Selling cryptocurrency-based tokens proved to be an attractive way to raise a lot of money compared with traditional financing. ICO funding reached a peak in the first quarter of 2018 where blockchain startups raised an astronomical $6.9 billion through ICOs compared with $0.5 billion through equity funding (CB Insights 2019). To avoid running afoul of existing securities laws, many projects took great pains to indicate the tokens they were selling were utility tokens and therefore not subject to existing regulations. There are a number of conflicting legal opinions on the subject. Whether the regulators eventually decide there is a place for utility tokens (and what that place is), the markets as of mid-2019 have had their fill. The span of 2017–2018 was an exceptional period and there is effectively no current interest in such projects (Vigna 2019).
But what about security tokens? A traditional security means attaching a paper or digital legal agreement to a physical object or to a company or project. This could be shares in a company like Toyota or a government bond that pays interest. These types of instruments are things that could be easily modelled or represented in the blockchain. If we allow tokens to represent securities, we can draw on the advantages of tokens, such as broad access to capital with low management overhead, with the reliability and responsibility of legally regulated instruments.
3.3 The Case for DApps
There are a number of applications being pursued in the DApp space. So far, they mostly fall under the following general areas:
We now examine some of these applications.
To provide financial or securities services like a bank or stock exchange in a pre-DApp world, the barrier to entry is significant. The burdens of regulatory compliance, staff, infrastructure, and institutional relationships required to operate are staggering. In the United States, the estimates to start a bank, for example, are $12 to $20 million in capital (Harrington 2016).
Using a smart contract-based system, where the deposits are governed by publicly visible computer code, anyone with the ability to write software can create a system that securely handles large amounts of assets. An ambitious software developer in 2016 created a working cryptocurrency exchange called EtherDelta (Winters 2016). The exchange smart contract held over a billion dollars of ETH and tokens at its peak.

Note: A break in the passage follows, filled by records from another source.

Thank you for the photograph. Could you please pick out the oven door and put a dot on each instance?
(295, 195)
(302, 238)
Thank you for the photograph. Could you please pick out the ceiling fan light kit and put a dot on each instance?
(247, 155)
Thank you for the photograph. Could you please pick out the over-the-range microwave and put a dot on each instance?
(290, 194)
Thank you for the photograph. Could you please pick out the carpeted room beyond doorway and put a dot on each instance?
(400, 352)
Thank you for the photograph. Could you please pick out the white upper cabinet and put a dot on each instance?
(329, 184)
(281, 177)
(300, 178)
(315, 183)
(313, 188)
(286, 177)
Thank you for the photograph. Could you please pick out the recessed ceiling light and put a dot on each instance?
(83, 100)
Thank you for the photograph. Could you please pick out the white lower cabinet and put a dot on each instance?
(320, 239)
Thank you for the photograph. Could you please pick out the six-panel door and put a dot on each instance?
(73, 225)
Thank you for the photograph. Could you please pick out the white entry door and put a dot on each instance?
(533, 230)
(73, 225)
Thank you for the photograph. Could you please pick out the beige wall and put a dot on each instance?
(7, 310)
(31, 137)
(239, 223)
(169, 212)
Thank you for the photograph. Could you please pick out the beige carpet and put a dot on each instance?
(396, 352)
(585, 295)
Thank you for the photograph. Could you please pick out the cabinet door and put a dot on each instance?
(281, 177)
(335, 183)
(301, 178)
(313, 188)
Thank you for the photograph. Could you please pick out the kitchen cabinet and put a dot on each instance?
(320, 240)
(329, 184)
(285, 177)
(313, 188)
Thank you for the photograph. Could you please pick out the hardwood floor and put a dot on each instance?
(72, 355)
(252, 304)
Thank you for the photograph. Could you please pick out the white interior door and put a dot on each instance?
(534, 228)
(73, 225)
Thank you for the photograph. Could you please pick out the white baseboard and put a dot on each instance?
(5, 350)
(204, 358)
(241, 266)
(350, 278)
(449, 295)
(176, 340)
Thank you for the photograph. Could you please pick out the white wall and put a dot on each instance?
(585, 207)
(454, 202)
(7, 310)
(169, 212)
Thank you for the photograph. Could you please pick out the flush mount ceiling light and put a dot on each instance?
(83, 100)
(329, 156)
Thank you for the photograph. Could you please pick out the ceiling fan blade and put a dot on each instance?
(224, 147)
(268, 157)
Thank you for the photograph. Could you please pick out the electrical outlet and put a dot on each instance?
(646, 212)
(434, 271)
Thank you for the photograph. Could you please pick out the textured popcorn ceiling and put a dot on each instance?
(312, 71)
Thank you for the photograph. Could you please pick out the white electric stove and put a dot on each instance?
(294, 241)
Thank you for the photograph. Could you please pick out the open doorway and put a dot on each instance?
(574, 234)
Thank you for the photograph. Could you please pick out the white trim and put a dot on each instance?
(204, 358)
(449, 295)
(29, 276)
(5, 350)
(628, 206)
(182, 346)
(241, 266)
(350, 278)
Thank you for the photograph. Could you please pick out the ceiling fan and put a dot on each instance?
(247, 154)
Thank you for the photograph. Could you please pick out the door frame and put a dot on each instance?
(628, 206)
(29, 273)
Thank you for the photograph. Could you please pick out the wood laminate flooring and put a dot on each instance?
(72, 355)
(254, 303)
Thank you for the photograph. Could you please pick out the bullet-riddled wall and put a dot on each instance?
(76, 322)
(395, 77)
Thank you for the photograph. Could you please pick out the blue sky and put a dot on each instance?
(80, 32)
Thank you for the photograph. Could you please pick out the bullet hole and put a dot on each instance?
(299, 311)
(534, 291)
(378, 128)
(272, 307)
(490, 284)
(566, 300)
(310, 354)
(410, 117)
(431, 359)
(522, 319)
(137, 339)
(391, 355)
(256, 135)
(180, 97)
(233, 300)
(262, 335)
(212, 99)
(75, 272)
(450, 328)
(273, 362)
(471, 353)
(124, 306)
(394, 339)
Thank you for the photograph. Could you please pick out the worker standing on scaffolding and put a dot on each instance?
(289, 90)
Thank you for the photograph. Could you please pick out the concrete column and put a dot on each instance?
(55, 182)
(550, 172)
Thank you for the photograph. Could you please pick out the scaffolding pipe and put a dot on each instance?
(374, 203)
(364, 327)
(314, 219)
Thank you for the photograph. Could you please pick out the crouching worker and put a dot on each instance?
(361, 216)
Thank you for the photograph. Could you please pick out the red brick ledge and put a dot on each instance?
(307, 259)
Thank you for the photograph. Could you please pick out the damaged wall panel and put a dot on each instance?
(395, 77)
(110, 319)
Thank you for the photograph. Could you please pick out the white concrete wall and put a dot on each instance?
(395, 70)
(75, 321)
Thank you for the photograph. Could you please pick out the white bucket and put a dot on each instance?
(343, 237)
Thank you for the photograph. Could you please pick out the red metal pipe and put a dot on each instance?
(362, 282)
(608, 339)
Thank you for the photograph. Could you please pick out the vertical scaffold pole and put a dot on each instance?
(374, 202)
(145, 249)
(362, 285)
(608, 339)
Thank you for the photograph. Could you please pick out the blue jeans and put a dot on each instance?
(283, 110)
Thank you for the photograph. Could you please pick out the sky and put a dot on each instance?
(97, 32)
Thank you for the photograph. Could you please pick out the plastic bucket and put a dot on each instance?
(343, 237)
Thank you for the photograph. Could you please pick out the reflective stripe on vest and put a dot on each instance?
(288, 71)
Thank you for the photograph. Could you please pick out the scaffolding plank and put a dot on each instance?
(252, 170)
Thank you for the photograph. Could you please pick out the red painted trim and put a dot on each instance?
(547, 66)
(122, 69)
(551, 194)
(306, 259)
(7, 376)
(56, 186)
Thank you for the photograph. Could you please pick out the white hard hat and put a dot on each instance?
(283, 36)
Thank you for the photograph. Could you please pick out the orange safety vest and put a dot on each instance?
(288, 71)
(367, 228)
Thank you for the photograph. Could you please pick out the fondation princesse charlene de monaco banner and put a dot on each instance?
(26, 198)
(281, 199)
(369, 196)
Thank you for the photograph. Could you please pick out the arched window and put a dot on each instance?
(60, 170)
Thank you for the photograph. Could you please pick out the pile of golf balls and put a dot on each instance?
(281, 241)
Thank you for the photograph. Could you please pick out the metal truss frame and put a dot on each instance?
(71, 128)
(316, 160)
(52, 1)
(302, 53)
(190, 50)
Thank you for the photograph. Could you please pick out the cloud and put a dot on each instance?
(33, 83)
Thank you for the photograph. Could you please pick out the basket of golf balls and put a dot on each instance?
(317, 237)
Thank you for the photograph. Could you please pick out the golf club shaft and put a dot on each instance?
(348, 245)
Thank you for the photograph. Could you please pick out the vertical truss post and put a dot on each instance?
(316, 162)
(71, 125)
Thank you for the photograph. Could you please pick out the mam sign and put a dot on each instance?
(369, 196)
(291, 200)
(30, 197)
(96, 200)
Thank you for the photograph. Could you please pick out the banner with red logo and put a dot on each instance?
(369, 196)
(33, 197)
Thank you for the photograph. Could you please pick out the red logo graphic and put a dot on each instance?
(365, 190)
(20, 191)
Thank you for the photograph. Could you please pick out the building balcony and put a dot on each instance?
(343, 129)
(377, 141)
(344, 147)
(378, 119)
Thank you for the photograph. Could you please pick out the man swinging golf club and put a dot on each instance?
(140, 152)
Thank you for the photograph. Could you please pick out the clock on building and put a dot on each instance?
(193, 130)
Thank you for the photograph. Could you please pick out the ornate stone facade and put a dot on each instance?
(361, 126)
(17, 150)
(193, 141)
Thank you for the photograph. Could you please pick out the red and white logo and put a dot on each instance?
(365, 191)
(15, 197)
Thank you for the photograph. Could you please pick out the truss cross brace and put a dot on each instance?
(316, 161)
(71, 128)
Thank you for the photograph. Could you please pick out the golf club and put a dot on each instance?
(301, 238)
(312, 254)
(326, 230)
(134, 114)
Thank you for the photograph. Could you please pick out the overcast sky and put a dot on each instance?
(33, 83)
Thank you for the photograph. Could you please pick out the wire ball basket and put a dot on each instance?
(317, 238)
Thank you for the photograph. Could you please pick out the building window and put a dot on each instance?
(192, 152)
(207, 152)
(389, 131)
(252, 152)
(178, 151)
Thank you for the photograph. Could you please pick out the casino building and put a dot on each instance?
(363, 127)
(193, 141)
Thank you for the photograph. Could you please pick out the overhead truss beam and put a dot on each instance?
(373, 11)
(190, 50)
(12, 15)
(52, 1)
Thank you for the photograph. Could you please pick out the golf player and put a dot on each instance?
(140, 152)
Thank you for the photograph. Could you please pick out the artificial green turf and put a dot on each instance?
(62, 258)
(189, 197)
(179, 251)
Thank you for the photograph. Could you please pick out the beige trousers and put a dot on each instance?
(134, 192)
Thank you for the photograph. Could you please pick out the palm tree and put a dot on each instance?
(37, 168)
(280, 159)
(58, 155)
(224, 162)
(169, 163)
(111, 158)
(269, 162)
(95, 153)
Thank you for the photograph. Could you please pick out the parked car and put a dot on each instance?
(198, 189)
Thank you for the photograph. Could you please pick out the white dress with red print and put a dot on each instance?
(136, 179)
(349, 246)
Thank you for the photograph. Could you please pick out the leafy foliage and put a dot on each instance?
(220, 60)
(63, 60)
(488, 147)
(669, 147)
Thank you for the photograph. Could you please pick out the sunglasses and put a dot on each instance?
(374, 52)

One of the frequently cited goals of decentralized projects is “self-ownership” of data. After so many security breaches and revelations of large companies selling the personal information of users, DApps provide a chance for users to have more control over their data.
A well-designed smart contract system could allow regulators or lawmakers to authorize or monitor certain activity on a platform. Imagine a sales program where merchants and consumers could register in a marketplace. Each participant would have a unique identity in the program and transactions could be posted and settled directly through the program. Although it might sound undesirable to some less than scrupulous audience members, every transaction could be automatically taxed to the appropriate level by the government. When tax rates change, the government could simply adjust the rate in the smart contract directly and there would be no onerous actions required by merchants to implement the new rates. Moving control to a common system instead of disparate bureaucratic entities has great potential to align societal and commercial interests.